At the end of the 1920s, several plays with the story of the vampiric count were staged in England and the USA – this time with the corresponding permits and copyrights in order. In one of these plays, the vampire was played by the actor Béla Lugosi – a Hungarian who, like the character, actually came from Transylvania.
In 1930, director Tod Browning (who two years later would film the interesting “Freaks”) set out to shoot a new version of the novel – this time with sound. Originally, Lon Chaney (“the man of a thousand faces”), a star of silent horror films (who, by the way, would greatly influence Narciso Ibáñez Menta, the father of Chicho Ibáñez Serrador), was the legendary Lon Chaney (“the man of a thousand faces”). Among his best-known roles was one of the first adaptations of “The Phantom of the Opera”. But Chaney died, and Browning decided to turn to the theatrical actor who had played the vampire in the 1927 play: Béla Lugosi. This film would bring worldwide fame to the charismatic Lugosi, making him an icon of classic horror films. The image of the vampire, so different from the one offered by Max Schreck in Murnau’s film, would mark many subsequent directors for future versions of the novel, and vampire films in general (especially those of the Hammer starring Christopher Lee).
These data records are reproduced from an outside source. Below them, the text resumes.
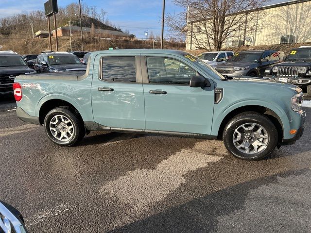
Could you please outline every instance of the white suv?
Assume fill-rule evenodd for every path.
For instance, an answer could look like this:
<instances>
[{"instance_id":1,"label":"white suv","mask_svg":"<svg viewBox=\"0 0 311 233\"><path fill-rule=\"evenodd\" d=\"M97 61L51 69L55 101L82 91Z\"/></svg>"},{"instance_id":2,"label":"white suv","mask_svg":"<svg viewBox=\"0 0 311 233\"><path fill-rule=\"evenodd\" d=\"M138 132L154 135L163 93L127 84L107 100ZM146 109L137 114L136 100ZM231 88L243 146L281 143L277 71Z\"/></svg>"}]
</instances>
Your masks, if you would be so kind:
<instances>
[{"instance_id":1,"label":"white suv","mask_svg":"<svg viewBox=\"0 0 311 233\"><path fill-rule=\"evenodd\" d=\"M234 54L233 51L206 52L200 54L198 58L214 67L217 65L225 63L227 60L233 56Z\"/></svg>"}]
</instances>

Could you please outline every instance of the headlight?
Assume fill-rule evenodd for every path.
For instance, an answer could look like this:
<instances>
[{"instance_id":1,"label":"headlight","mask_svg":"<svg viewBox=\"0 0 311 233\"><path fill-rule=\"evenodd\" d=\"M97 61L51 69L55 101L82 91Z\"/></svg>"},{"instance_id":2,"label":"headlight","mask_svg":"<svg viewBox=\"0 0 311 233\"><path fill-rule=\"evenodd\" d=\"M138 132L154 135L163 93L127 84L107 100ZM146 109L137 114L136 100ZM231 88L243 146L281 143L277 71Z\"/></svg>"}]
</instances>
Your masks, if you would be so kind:
<instances>
[{"instance_id":1,"label":"headlight","mask_svg":"<svg viewBox=\"0 0 311 233\"><path fill-rule=\"evenodd\" d=\"M302 102L303 102L303 94L302 92L296 94L292 98L291 107L295 112L299 112L301 110Z\"/></svg>"},{"instance_id":2,"label":"headlight","mask_svg":"<svg viewBox=\"0 0 311 233\"><path fill-rule=\"evenodd\" d=\"M301 67L300 68L299 68L299 69L298 71L298 72L299 72L300 74L305 73L306 73L306 71L307 71L307 67Z\"/></svg>"},{"instance_id":3,"label":"headlight","mask_svg":"<svg viewBox=\"0 0 311 233\"><path fill-rule=\"evenodd\" d=\"M233 68L234 69L234 70L235 70L236 71L237 71L238 70L244 70L245 69L247 69L248 68L249 68L249 67L235 67Z\"/></svg>"},{"instance_id":4,"label":"headlight","mask_svg":"<svg viewBox=\"0 0 311 233\"><path fill-rule=\"evenodd\" d=\"M50 69L50 72L63 72L55 69Z\"/></svg>"},{"instance_id":5,"label":"headlight","mask_svg":"<svg viewBox=\"0 0 311 233\"><path fill-rule=\"evenodd\" d=\"M30 72L29 73L25 73L25 74L36 74L37 72L35 71L33 71L33 72Z\"/></svg>"},{"instance_id":6,"label":"headlight","mask_svg":"<svg viewBox=\"0 0 311 233\"><path fill-rule=\"evenodd\" d=\"M272 68L272 71L273 71L274 73L276 73L277 72L277 70L278 70L278 67L274 67L273 68Z\"/></svg>"}]
</instances>

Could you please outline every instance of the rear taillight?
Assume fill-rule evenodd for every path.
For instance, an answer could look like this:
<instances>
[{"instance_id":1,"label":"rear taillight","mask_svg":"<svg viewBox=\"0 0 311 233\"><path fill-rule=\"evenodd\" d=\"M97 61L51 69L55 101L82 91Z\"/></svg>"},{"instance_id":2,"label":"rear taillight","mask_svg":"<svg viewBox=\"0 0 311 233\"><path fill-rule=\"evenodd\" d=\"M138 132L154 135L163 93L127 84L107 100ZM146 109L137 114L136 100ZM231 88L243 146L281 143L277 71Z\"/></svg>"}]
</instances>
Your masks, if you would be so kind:
<instances>
[{"instance_id":1,"label":"rear taillight","mask_svg":"<svg viewBox=\"0 0 311 233\"><path fill-rule=\"evenodd\" d=\"M14 90L14 98L17 101L20 101L22 97L21 94L21 86L18 83L13 83L13 90Z\"/></svg>"}]
</instances>

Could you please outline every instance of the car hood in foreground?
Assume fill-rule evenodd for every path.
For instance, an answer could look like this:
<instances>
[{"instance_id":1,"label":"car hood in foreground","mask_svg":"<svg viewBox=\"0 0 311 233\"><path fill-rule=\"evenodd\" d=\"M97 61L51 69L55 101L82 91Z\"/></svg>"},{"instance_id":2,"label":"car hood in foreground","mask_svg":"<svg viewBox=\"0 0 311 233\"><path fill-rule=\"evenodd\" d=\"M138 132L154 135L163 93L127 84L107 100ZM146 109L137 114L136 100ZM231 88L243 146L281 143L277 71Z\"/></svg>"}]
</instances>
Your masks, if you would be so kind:
<instances>
[{"instance_id":1,"label":"car hood in foreground","mask_svg":"<svg viewBox=\"0 0 311 233\"><path fill-rule=\"evenodd\" d=\"M227 82L243 82L253 85L275 85L283 87L287 87L295 90L297 87L294 85L286 83L282 83L273 79L262 78L256 78L249 76L230 76L232 79L227 80ZM257 88L259 88L257 87Z\"/></svg>"},{"instance_id":2,"label":"car hood in foreground","mask_svg":"<svg viewBox=\"0 0 311 233\"><path fill-rule=\"evenodd\" d=\"M0 75L25 74L35 72L35 70L28 67L0 67Z\"/></svg>"},{"instance_id":3,"label":"car hood in foreground","mask_svg":"<svg viewBox=\"0 0 311 233\"><path fill-rule=\"evenodd\" d=\"M228 68L229 67L250 67L254 65L257 64L256 62L226 62L222 64L218 65L216 66L217 68L219 67L225 67Z\"/></svg>"}]
</instances>

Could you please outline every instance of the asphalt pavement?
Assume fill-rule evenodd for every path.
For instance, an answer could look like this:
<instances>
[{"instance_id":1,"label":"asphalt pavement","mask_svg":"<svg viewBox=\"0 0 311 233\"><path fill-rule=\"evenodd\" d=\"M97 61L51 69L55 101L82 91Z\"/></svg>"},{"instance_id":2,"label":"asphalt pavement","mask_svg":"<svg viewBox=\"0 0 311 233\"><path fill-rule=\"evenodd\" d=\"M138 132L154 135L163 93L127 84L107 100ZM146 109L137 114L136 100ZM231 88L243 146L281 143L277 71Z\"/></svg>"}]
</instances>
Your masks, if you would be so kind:
<instances>
[{"instance_id":1,"label":"asphalt pavement","mask_svg":"<svg viewBox=\"0 0 311 233\"><path fill-rule=\"evenodd\" d=\"M30 233L311 232L311 108L266 159L222 141L92 132L57 146L0 102L0 200Z\"/></svg>"}]
</instances>

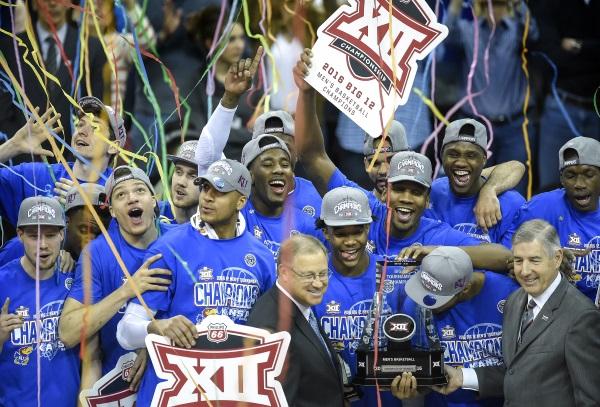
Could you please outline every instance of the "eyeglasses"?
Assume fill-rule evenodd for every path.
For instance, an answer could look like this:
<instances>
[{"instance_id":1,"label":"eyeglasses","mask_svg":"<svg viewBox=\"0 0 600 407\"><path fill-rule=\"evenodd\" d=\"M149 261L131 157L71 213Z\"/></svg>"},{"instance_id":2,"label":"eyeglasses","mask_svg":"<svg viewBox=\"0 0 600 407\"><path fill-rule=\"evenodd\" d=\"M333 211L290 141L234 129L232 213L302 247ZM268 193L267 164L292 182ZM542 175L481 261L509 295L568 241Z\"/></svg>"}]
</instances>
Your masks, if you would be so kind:
<instances>
[{"instance_id":1,"label":"eyeglasses","mask_svg":"<svg viewBox=\"0 0 600 407\"><path fill-rule=\"evenodd\" d=\"M314 280L320 280L321 282L327 281L329 279L329 271L321 271L319 273L298 273L292 267L288 267L290 270L294 272L295 275L298 276L298 279L303 283L312 283Z\"/></svg>"}]
</instances>

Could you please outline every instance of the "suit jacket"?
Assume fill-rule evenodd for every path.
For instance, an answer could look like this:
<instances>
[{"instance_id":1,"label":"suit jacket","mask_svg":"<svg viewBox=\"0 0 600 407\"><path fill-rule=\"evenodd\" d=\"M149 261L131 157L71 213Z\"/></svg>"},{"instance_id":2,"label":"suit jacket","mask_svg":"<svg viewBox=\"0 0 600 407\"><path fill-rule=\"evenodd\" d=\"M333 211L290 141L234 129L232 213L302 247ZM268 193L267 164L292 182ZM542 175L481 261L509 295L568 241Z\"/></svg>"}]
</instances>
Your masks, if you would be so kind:
<instances>
[{"instance_id":1,"label":"suit jacket","mask_svg":"<svg viewBox=\"0 0 600 407\"><path fill-rule=\"evenodd\" d=\"M37 30L34 27L34 32L37 38ZM39 71L40 68L37 66L37 63L34 61L31 52L33 51L33 47L27 37L26 33L21 33L18 37L27 45L28 54L27 60L33 64L34 67ZM69 73L69 67L74 69L75 61L77 58L77 44L79 40L77 38L77 29L71 25L67 25L67 33L65 35L65 41L62 44L63 49L65 51L67 61L64 61L62 55L60 54L60 50L57 49L57 53L61 55L60 63L58 67L58 71L56 73L56 77L60 81L61 87L64 89L66 93L73 96L75 100L77 100L78 96L87 96L89 93L87 92L86 87L86 72L85 72L85 63L83 66L80 66L79 72L83 70L83 76L81 82L79 84L79 94L74 95L73 87L74 83L77 81L77 77L73 80ZM38 45L40 52L42 51L41 45ZM21 64L22 72L23 72L23 83L24 90L27 97L31 100L33 106L40 107L40 114L44 112L44 110L48 106L48 102L51 102L52 105L56 108L56 110L61 114L61 122L64 127L64 135L65 141L70 144L71 142L71 124L70 124L70 109L71 104L64 96L62 91L58 89L57 86L51 85L53 82L50 80L46 83L46 90L48 91L48 96L44 92L44 87L40 85L37 77L34 75L34 72L31 68L23 61L24 50L22 47L19 47L19 62ZM0 50L4 54L7 59L7 63L15 75L17 80L19 79L19 70L17 66L17 59L15 57L15 51L13 48L13 39L3 35L0 40ZM106 63L106 57L104 55L104 51L102 50L102 46L97 38L90 37L87 45L87 52L89 55L89 67L90 67L90 84L92 95L102 99L102 92L104 88L104 82L102 79L102 69L104 64ZM42 56L43 57L43 56ZM43 58L42 58L43 59ZM44 75L40 74L42 81L45 79ZM4 97L7 97L5 94ZM23 113L12 103L3 105L2 109L0 109L0 130L8 134L8 136L12 136L19 128L21 128L25 124L25 118L23 117Z\"/></svg>"},{"instance_id":2,"label":"suit jacket","mask_svg":"<svg viewBox=\"0 0 600 407\"><path fill-rule=\"evenodd\" d=\"M481 397L506 406L600 406L600 310L562 276L517 344L527 293L504 308L504 366L475 369Z\"/></svg>"},{"instance_id":3,"label":"suit jacket","mask_svg":"<svg viewBox=\"0 0 600 407\"><path fill-rule=\"evenodd\" d=\"M289 332L290 347L278 380L290 406L343 406L344 390L337 358L332 360L296 304L277 286L256 301L248 325L271 332ZM322 330L321 335L335 356Z\"/></svg>"}]
</instances>

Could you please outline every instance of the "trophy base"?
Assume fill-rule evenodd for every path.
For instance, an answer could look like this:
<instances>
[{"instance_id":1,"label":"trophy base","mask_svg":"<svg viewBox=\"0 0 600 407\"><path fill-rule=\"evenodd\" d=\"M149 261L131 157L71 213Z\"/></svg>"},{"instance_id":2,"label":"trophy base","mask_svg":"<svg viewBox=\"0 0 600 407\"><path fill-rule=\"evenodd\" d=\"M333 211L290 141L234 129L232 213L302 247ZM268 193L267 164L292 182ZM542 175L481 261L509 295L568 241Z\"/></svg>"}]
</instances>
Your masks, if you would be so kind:
<instances>
[{"instance_id":1,"label":"trophy base","mask_svg":"<svg viewBox=\"0 0 600 407\"><path fill-rule=\"evenodd\" d=\"M377 366L374 351L356 351L357 370L353 383L361 386L392 384L396 376L411 372L417 386L434 386L447 383L444 374L443 350L379 350Z\"/></svg>"}]
</instances>

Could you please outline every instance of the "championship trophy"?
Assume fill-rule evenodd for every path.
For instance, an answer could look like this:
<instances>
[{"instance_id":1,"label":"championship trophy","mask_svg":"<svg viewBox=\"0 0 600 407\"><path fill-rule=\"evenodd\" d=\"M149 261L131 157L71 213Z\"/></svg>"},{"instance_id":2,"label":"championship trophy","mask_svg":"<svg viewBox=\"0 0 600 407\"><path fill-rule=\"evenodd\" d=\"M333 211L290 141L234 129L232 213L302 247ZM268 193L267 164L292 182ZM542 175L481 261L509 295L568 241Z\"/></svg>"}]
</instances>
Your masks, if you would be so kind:
<instances>
[{"instance_id":1,"label":"championship trophy","mask_svg":"<svg viewBox=\"0 0 600 407\"><path fill-rule=\"evenodd\" d=\"M384 264L387 267L406 267L417 266L419 263L412 259L377 261L376 290L360 345L356 350L354 383L362 386L390 386L394 378L403 372L411 372L417 379L417 386L447 383L444 375L444 350L433 326L431 310L418 308L416 321L406 314L393 314L382 322ZM384 335L381 338L383 340L373 340L381 334Z\"/></svg>"}]
</instances>

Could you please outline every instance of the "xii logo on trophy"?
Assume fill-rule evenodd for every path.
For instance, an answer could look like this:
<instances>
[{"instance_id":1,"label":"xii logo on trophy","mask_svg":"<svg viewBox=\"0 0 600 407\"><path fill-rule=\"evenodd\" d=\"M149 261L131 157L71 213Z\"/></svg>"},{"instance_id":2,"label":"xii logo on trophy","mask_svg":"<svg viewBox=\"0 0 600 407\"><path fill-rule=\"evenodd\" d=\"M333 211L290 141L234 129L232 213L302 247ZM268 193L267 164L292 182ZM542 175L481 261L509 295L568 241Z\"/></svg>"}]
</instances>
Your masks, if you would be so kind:
<instances>
[{"instance_id":1,"label":"xii logo on trophy","mask_svg":"<svg viewBox=\"0 0 600 407\"><path fill-rule=\"evenodd\" d=\"M194 349L171 346L170 340L148 335L146 347L158 384L152 407L171 405L287 406L277 377L290 336L233 323L210 315L197 326Z\"/></svg>"}]
</instances>

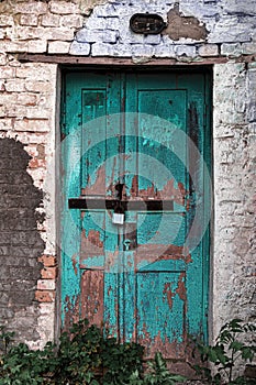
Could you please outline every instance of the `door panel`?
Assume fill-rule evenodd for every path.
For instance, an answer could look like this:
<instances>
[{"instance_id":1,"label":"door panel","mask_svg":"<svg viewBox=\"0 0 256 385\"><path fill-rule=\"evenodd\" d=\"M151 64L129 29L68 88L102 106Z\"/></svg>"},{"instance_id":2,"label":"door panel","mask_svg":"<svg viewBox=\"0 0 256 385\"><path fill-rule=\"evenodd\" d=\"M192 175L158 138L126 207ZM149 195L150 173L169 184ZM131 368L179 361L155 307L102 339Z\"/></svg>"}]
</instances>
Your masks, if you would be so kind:
<instances>
[{"instance_id":1,"label":"door panel","mask_svg":"<svg viewBox=\"0 0 256 385\"><path fill-rule=\"evenodd\" d=\"M63 324L88 318L147 356L186 360L188 333L205 332L208 234L187 241L200 194L204 207L205 76L71 73L65 84Z\"/></svg>"}]
</instances>

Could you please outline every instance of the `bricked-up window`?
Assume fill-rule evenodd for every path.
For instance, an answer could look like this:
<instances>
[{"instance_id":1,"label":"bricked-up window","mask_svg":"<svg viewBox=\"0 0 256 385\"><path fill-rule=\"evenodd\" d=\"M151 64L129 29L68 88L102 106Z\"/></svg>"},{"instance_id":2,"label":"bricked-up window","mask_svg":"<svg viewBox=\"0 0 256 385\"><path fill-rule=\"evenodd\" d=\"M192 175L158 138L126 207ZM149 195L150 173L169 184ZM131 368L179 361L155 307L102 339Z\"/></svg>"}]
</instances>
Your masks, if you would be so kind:
<instances>
[{"instance_id":1,"label":"bricked-up window","mask_svg":"<svg viewBox=\"0 0 256 385\"><path fill-rule=\"evenodd\" d=\"M22 143L0 140L0 323L23 340L36 340L35 290L42 268L37 260L44 242L35 208L43 193L26 172L29 161Z\"/></svg>"}]
</instances>

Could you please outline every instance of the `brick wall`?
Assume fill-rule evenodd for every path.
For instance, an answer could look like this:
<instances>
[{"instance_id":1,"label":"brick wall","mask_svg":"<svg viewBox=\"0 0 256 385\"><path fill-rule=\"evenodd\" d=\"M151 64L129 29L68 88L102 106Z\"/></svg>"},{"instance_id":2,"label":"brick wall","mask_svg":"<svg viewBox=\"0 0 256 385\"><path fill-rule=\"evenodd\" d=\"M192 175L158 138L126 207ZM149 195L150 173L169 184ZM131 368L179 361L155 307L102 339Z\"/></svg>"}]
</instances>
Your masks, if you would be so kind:
<instances>
[{"instance_id":1,"label":"brick wall","mask_svg":"<svg viewBox=\"0 0 256 385\"><path fill-rule=\"evenodd\" d=\"M131 32L130 18L145 11L168 23L163 35ZM213 337L231 315L254 319L255 26L254 0L0 2L0 323L11 319L11 328L35 346L54 336L57 62L87 58L96 65L213 65ZM26 180L19 183L25 207L11 206L19 180L11 179L14 164ZM33 206L21 197L31 194ZM26 255L19 254L21 246Z\"/></svg>"}]
</instances>

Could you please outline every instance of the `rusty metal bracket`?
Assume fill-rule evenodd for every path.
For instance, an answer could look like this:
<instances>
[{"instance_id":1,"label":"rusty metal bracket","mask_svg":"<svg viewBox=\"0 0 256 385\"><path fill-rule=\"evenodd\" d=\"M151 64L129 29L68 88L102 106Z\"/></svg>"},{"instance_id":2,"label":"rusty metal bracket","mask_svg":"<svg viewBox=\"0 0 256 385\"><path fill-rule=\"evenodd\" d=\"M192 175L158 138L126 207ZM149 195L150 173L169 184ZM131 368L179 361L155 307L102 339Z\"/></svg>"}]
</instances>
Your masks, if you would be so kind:
<instances>
[{"instance_id":1,"label":"rusty metal bracket","mask_svg":"<svg viewBox=\"0 0 256 385\"><path fill-rule=\"evenodd\" d=\"M166 28L163 18L156 13L135 13L130 19L130 28L134 33L144 35L158 34Z\"/></svg>"},{"instance_id":2,"label":"rusty metal bracket","mask_svg":"<svg viewBox=\"0 0 256 385\"><path fill-rule=\"evenodd\" d=\"M97 198L70 198L69 209L114 210L120 204L124 211L174 211L174 200L118 200Z\"/></svg>"}]
</instances>

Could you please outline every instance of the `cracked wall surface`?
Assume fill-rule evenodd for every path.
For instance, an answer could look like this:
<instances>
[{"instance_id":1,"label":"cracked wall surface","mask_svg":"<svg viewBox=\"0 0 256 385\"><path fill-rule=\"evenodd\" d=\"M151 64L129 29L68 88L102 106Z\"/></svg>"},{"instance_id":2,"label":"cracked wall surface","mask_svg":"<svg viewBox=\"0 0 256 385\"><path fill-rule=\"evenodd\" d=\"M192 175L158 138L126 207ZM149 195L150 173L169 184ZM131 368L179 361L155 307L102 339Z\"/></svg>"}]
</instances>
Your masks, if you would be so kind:
<instances>
[{"instance_id":1,"label":"cracked wall surface","mask_svg":"<svg viewBox=\"0 0 256 385\"><path fill-rule=\"evenodd\" d=\"M157 13L168 22L162 34L132 33L129 26L131 16L146 11ZM42 56L48 62L53 56L58 57L59 63L70 57L93 58L96 68L97 61L102 64L109 58L129 58L130 64L137 65L160 59L171 59L165 62L167 66L175 62L182 65L211 63L214 176L212 337L231 316L254 320L255 1L3 0L0 2L0 143L4 147L3 141L11 141L8 143L18 146L19 154L24 155L24 151L29 154L23 173L31 178L31 188L33 186L43 199L34 209L44 218L35 220L33 230L27 227L27 232L33 231L40 242L36 253L29 244L27 257L20 262L14 253L7 254L7 245L0 246L0 257L4 262L0 277L12 282L11 273L4 273L7 264L15 276L18 265L23 262L23 268L27 266L27 276L29 272L32 274L30 296L14 316L13 312L8 315L8 304L13 301L9 295L10 284L4 280L4 285L9 285L4 288L0 283L0 323L13 316L12 329L21 330L31 345L42 346L53 339L57 319L55 158L59 130L58 65L42 63ZM20 54L38 55L38 58L36 62L35 57L35 63L29 59L23 63ZM0 187L3 185L1 182ZM1 227L9 226L4 218ZM18 218L15 223L19 222ZM25 327L25 317L30 319L32 333Z\"/></svg>"}]
</instances>

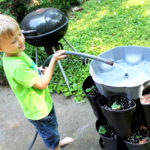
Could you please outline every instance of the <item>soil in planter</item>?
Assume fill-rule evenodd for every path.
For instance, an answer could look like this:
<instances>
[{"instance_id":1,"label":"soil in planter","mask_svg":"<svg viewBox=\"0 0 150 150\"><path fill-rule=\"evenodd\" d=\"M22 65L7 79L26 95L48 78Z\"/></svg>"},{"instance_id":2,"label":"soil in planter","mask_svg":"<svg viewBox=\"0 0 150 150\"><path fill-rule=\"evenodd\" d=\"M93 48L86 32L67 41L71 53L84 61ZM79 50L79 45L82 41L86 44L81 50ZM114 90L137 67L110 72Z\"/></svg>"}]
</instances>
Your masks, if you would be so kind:
<instances>
[{"instance_id":1,"label":"soil in planter","mask_svg":"<svg viewBox=\"0 0 150 150\"><path fill-rule=\"evenodd\" d=\"M108 110L125 110L134 106L125 96L111 96L104 107Z\"/></svg>"},{"instance_id":2,"label":"soil in planter","mask_svg":"<svg viewBox=\"0 0 150 150\"><path fill-rule=\"evenodd\" d=\"M145 144L150 142L150 130L141 125L140 127L134 127L131 129L130 136L127 141L134 144Z\"/></svg>"},{"instance_id":3,"label":"soil in planter","mask_svg":"<svg viewBox=\"0 0 150 150\"><path fill-rule=\"evenodd\" d=\"M112 139L118 139L117 134L114 132L114 130L109 125L101 125L98 129L99 134L112 138Z\"/></svg>"},{"instance_id":4,"label":"soil in planter","mask_svg":"<svg viewBox=\"0 0 150 150\"><path fill-rule=\"evenodd\" d=\"M99 139L99 144L100 144L100 147L102 148L102 150L108 150L105 146L105 142L101 138Z\"/></svg>"},{"instance_id":5,"label":"soil in planter","mask_svg":"<svg viewBox=\"0 0 150 150\"><path fill-rule=\"evenodd\" d=\"M150 104L150 94L143 95L140 101L142 104Z\"/></svg>"}]
</instances>

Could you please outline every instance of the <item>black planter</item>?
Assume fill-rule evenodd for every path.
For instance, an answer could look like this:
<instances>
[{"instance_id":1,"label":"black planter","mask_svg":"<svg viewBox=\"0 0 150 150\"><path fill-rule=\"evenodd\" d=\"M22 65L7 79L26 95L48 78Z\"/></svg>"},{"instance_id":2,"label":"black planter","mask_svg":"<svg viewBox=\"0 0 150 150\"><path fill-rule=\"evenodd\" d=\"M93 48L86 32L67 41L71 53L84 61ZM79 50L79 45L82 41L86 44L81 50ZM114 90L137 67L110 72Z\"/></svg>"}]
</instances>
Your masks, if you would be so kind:
<instances>
[{"instance_id":1,"label":"black planter","mask_svg":"<svg viewBox=\"0 0 150 150\"><path fill-rule=\"evenodd\" d=\"M106 120L117 133L117 135L121 138L127 137L131 129L132 118L136 107L135 102L133 101L133 107L124 110L106 109L104 107L104 104L106 103L104 99L97 101L97 103L101 108Z\"/></svg>"},{"instance_id":2,"label":"black planter","mask_svg":"<svg viewBox=\"0 0 150 150\"><path fill-rule=\"evenodd\" d=\"M147 96L148 96L148 99L149 99L149 97L150 97L149 94L148 95L143 95L143 97L141 97L141 99L147 99L146 98ZM140 99L140 102L141 102L141 99ZM150 104L143 104L141 102L141 105L142 105L142 108L144 110L147 126L148 126L148 128L150 128Z\"/></svg>"},{"instance_id":3,"label":"black planter","mask_svg":"<svg viewBox=\"0 0 150 150\"><path fill-rule=\"evenodd\" d=\"M102 150L108 150L105 146L104 141L102 140L102 138L99 138L99 146L101 147Z\"/></svg>"},{"instance_id":4,"label":"black planter","mask_svg":"<svg viewBox=\"0 0 150 150\"><path fill-rule=\"evenodd\" d=\"M100 120L97 120L96 121L96 130L98 132L99 130L99 126L101 125L106 125L106 122L102 122ZM115 139L115 138L112 138L112 137L106 137L102 134L100 134L100 138L101 138L101 141L100 142L100 146L105 150L119 150L118 148L118 138ZM103 142L102 142L103 141Z\"/></svg>"},{"instance_id":5,"label":"black planter","mask_svg":"<svg viewBox=\"0 0 150 150\"><path fill-rule=\"evenodd\" d=\"M92 87L92 86L95 86L95 83L94 83L92 77L91 77L91 76L88 76L88 77L84 80L84 82L83 82L82 89L83 89L84 93L86 94L86 97L88 98L88 101L90 102L90 105L91 105L91 107L92 107L92 109L93 109L93 112L94 112L95 116L96 116L98 119L103 120L103 119L105 119L105 118L104 118L104 115L103 115L101 109L98 107L97 102L96 102L96 100L97 100L98 98L101 98L101 94L100 94L100 93L97 93L95 96L91 96L91 95L89 95L89 94L86 92L86 89L87 89L87 88L90 88L90 87Z\"/></svg>"},{"instance_id":6,"label":"black planter","mask_svg":"<svg viewBox=\"0 0 150 150\"><path fill-rule=\"evenodd\" d=\"M134 102L136 103L136 108L134 111L134 117L132 120L132 125L136 125L136 126L140 126L140 125L146 125L146 120L145 120L145 113L144 113L144 109L140 103L140 99L134 100Z\"/></svg>"},{"instance_id":7,"label":"black planter","mask_svg":"<svg viewBox=\"0 0 150 150\"><path fill-rule=\"evenodd\" d=\"M150 142L145 144L135 144L124 140L124 143L128 150L150 150Z\"/></svg>"}]
</instances>

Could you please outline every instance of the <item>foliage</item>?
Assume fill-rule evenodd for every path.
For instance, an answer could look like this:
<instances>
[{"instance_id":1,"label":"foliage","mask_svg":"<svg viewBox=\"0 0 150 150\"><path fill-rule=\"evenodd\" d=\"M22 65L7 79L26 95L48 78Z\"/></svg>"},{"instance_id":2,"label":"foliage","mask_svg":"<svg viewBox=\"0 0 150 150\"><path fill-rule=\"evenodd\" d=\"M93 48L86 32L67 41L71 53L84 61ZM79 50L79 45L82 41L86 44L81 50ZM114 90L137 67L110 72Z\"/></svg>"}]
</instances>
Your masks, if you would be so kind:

Thus, Lugosi’s gloomy image became part of the collective imagination as the archetypal Dracula.

However, it is worth mentioning that the story of Stoker’s vampire has nothing to do with the real historical Dracula, Vlad Tepes (called “Vlad Draculea” because his dynasty had a dragon, “dracul”, in its heraldic coat of arms). He was a prince of Wallachia, a Romanian national hero, who defended his people from the Turkish invaders (using rather expeditious methods). Just as Stoker’s widow sued Murnau for plagiarism and copyright infringement, the Romanians could have sued Stoker earlier for distorting and corrupting the image of one of their national heroes (spreading over the historical Vlad Tepes the false black legend that he was a “vampire”, a “bloodthirsty monster”, etc).
Returning to the film in question, it is undoubtedly one of the great horror classics of the Universal production company, along with the adaptation of “Frankenstein” by James Whale (also from 1931), its sequel “Bride of Frankenstein” (James Whale, 1935), “The Wolf Man” (George Waggner, 1941), or the version of “The Phantom of the Opera” by Arthur Lubin (1943) among other titles.
Béla Lugosi would also participate in the memorable “White Zombie” (Victor Halperin, 1932), one of the first zombie-themed films, featuring the living dead in the Haitian context of voodoo. Towards the end of his career, Lugosi became a recurring collaborator of “B-series” directors, among them the famous Ed Wood.
At the same time that Tod Browning was filming this “Dracula” with Lugosi in English, an adaptation of the same story in Spanish was filmed for the Hispanic market – at the same studios and using the same script, but with different actors. The Hispanic Dracula, directed by George Melford, is very similar but has different nuances. In that version the Count was played by Spaniard Carlos Villarías and the equivalent character of Mina (here called Eva) fell to Mexican Lupita Tovar (who died in 2016, at the very long-lived age of 106). The Hispanic version was considered lost until well into the 1970s.